Eleven operators, one tree.

Both /sql and /ask compile to the same Plan tree. The tree is JSON-serialisable, cached by question hash, and replayable. Every shipped query shape is one of these operators or a composition.

Scan

Full scan of a table. The fallback when no index applies.

ColumnScan

Projection-aware scan that decodes only the requested fields.

IndexScan

Indexed lookup. Used when WHERE has an indexed equality.

Filter

Predicate evaluation. Pushed under projection where possible by the optimiser.

Project

Column selection - drops fields the user did not ask for before they reach the wire.

Limit

Truncates the stream. Pushed below sort when the sort key admits a top-K shortcut.

Sort

External-merge sort with spill-to-disk. Exposed via /ask; ORDER BY through the SQL translator is on the roadmap.

Aggregate

GROUP BY with COUNT / SUM / AVG / MIN / MAX.

HashJoin

Build-side hash table on the smaller input, probe with the larger.

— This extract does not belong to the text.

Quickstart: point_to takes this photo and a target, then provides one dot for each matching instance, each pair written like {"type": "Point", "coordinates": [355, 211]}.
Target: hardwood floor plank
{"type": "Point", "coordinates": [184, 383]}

INNER joins. Up to 32 tables per query.

OuterJoin

LEFT, RIGHT, and FULL variants - emits NULL-filled rows for unmatched probe entries. Up to 32-table left-deep chains.

RelationHop

Walks forward or reverse edges. Powers neighbours, BFS, path, and Dijkstra.

-- SELECT c.name, SUM(o.amount_cents) AS total
--   FROM shop.orders o
--   JOIN shop.customers c ON c.id = o.customer
--  WHERE o.status = 'paid'
--  GROUP BY c.name
--  LIMIT 100;

Limit { 100 }
└── Aggregate { group: [c.name], agg: SUM(o.amount_cents) AS total }
    └── Project { c.name, o.amount_cents }
        └── HashJoin { o.customer = c.id }
            ├── IndexScan { shop.orders, status = "paid" }
            └── Scan { shop.customers }

05 · replication model

Active-passive, sync.

One primary, one optional sync follower. The log replicates before the primary returns 200. A follower joining a running cluster bootstraps via a snapshot transfer - a chunked transfer of the full store - then tails the live stream from the snapshot's LSN.

Mode	Tiers	RPO	RTO	Notes
Primary only	Tier 1	~0.5s (commit fsync)	~5-10 min (archive restore)	Single AZ, no follower. Restore replays the continuous backup archive.
Sync follower	Tier 2, Tier 3, Enterprise	0	~25s (drilled)	Multi-AZ failover. Verified end-to-end with snapshot bootstrap. Tier 2 has 1 follower; Tier 3 has 2.

On Tier 2 and above, active-passive sync replication is the production path. Commits durably ack only after the follower has the frame on disk - RPO=0, RTO ~25 s. See ops → failover for the promotion procedure.

06 · versioning

Single-row optimistic CAS.

Every row carries an internal _oc_row_version field. The API exposes put_row_cas, get_row_versioned, and delete_row_cas for optimistic concurrency. A CAS that loses the race fails the entire batch with a deterministic error - no partial application. Idempotency keys make retries safe; the same key plus the same body returns the original response, a different body with the same key returns 409.

07 · backups & pitr

Continuous backup archive.

Two streams flow to the archive in parallel: durable checkpoints shipped on roll, and a continuous backup stream that flushes the open log every few hundred milliseconds. Restore-to-timestamp resolves to sub-second precision on the paid tier.

# restore an instance to a wall-clock timestamp
oc-pitr restore \
  --tenant acme \
  --target "2026-04-29T18:42:00Z" \
  --into   acme-restore-001

Continuous backups (segment-boundary granularity, ~5–10 min restore window) are included on every tier. Sub-second precise PITR (~0.5–1.5 s data-loss window) is a paid add-on - see pricing.